F1: The Fault-Tolerant Distributed RDBMS Supporting Google's Ad Business

1. Today's Talk

F1 - A Hybrid Database combining the
- Scalability of Bigtable
- Usability and functionality of SQL databases
Key Ideas
- Scalability: Auto-sharded storage
- Availability & Consistency: Synchronous
  - High commit latency: Can be hidden
    - Hierarchical schema (spanner提供层级schema)
    - Protocol buffer column types
    - Efficient client code
  - Can you have a scalable database without going NoSQL? Yes.

A new database
- built from scratch,
- designed to operate at Google scale,
- without compromising on RDBMS features.
- Co-developed with new lower-level storage system, Spanner
Underlying Storage - Spanner
- Descendant of Bigtable, Successor to Megastore
- Properties
  - Globally distributed
  - Synchronous cross-datacenter replication (with Paxos)
  - Transparent sharding, data movement
  - General transactions
    - Multiple reads followed by a single atomic write
    - Local or cross-machine (using 2PC)
  - Snapshot reads
- Hierarchical Schema
  - Explicit table hierarchies.

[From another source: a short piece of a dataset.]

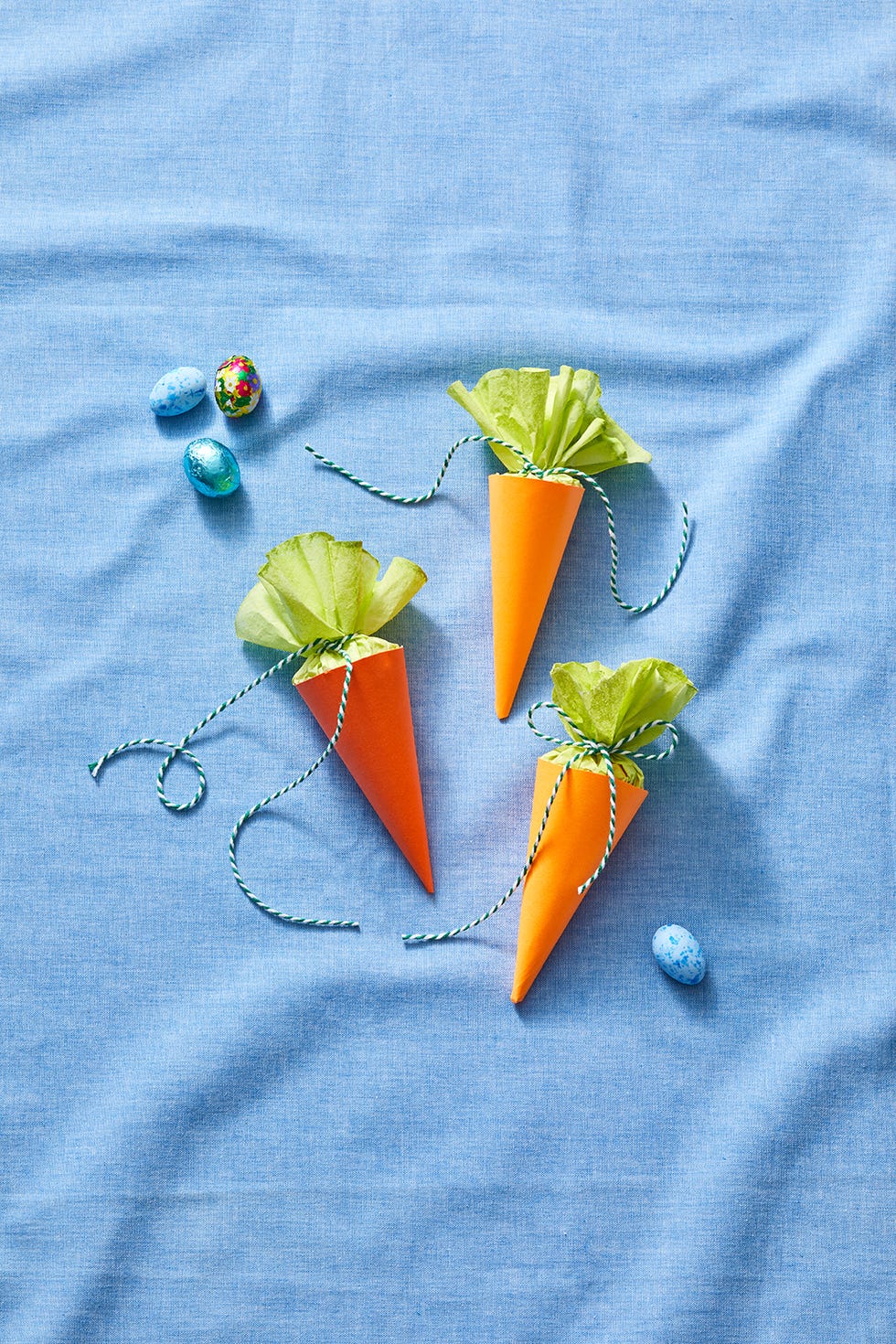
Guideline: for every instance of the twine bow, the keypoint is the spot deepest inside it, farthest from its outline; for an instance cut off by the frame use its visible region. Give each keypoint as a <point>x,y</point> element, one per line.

Example:
  - Customer (root table): PK (CustomerId)
  - Campaign (child): PK (CustomerId, CampaignId)
  - AdGroup (child): PK (CustomerId, CampaignId, AdGroupId)
- Clustered Storage
  - Child rows under one root row form a cluster (属于同一个root的数据形成一个cluster)
  - Cluster stored on one machine (unless huge) （然后这个cluster通常会存放在一个机器上面）
  - Transactions within one cluster are most efficient
  - Very efficient joins inside clusters (can merge with no sorting)
- Protocol Buffer Column Types （这个应该有很多好处，能够在很大程度上减少表的数量以及减少阻抗）

Architecture
- Sharded Spanner servers
  - data on GFS and in memory
- Stateless F1 server
- Pool of workers for query execution

Five replicas needed for high availability
- Why not three?
  - Assume one datacenter down
  - Then one more machine crash => partial outage
- Replicas spread across the country to survive regional disasters
  - Up to 100ms apart（传输距离达到了100ms以上？）
Performance
- Very high commit latency - 50-100ms（因为写需要跨越几个机房）
- Reads take 5-10ms - much slower than MySQL（如果单次读取在5-10ms算是比较快的了）
- High throughput
Coping with High Latency
- Preferred transaction structure
  - One read phase: No serial reads
  - Read in batches
- Read asynchronously in parallel
  - Buffer writes in client, send as one RPC
- Use coarse schema and hierarchy（通过提供protobuf column type来提供粗粒度的schema）
  - Fewer tables and columns
  - Fewer joins
- For bulk operations
  - Use small transactions in parallel - high throughput